O STF brasileiro, com esses onze ministros que estão lá hoje, não é fruto de um azar da natureza, como os terremotos e enchentes — é fruto das escolhas políticas que vêm sendo feitas no Brasil nos últimos trinta anos, das eleições dos presidentes da República às eleições de senadores e deputados federais. Seus ministros não foram colocados lá pelo Parlamento da Nova Zelândia. São o resultado direto e inevitável da vida política brasileira; é dali que saem, como Eva saiu da costela de Adão. Lula, Dilma, Bolsonaro? Temer, Aécio, Rodrigo Maia? Renan Calheiros, Davi Alcolumbre? Dá tudo na mesma. O STF que está aí é o STF que eles quiseram, e que a maioria dos políticos eleitos no Brasil quis. Não adianta achar que os responsáveis são outros — da mesma maneira que não adianta imaginar que o Supremo teria um comportamento decente se não fosse comandado por Gilmar. Os outros dez são mais ou menos iguais a ele — a diferença é que não sabem agir com a mesma eficácia.

Cada dia é um dia, é claro, e não existe nada definitivamente seguro debaixo da luz do sol. Mas a experiência tem mostrado que o homem decisivo é o ministro Gilmar. O novo presidente do STF, Luiz Fux, recém-chegado ao cargo, dá a impressão de estar tentando algo diferente — acaba de transferir para o plenário, por exemplo, a decisão sobre casos de corrupção hoje entregues à notória “segunda turma”, onde Gilmar reina diretamente.
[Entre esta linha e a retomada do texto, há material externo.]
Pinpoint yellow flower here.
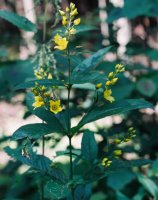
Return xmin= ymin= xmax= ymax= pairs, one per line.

Levou o troco na hora. “Não faz sentido chegar do almoço e receber a notícia que tem (sic) uma reforma regimental que será votada”, disse Gilmar. “Não é assim que se procede”. Fazer isso, no seu entender, seria como baixar um “Ato Institucional”. Foi uma bronca e tanto; vamos ver, a partir de agora, até onde o ministro Fux vai chegar com sua independência. Um que tentou antes foi o ministro Luís Roberto Barroso — chegou a dizer em plenário que Gilmar era “uma pessoa horrível” e “uma desonra para todos nós”. De lá para cá, parece que baixou o facho; não se ouviu mais nada de relevante em que tivesse se colocado contra o presidente do Judiciário. O ministro Gilmar Mendes não é nenhuma anomalia de circo, como a mulher barbada ou o bezerro de duas cabeças. É o retrato exato deste STF que está aí — e da Justiça brasileira tal como ela funciona hoje.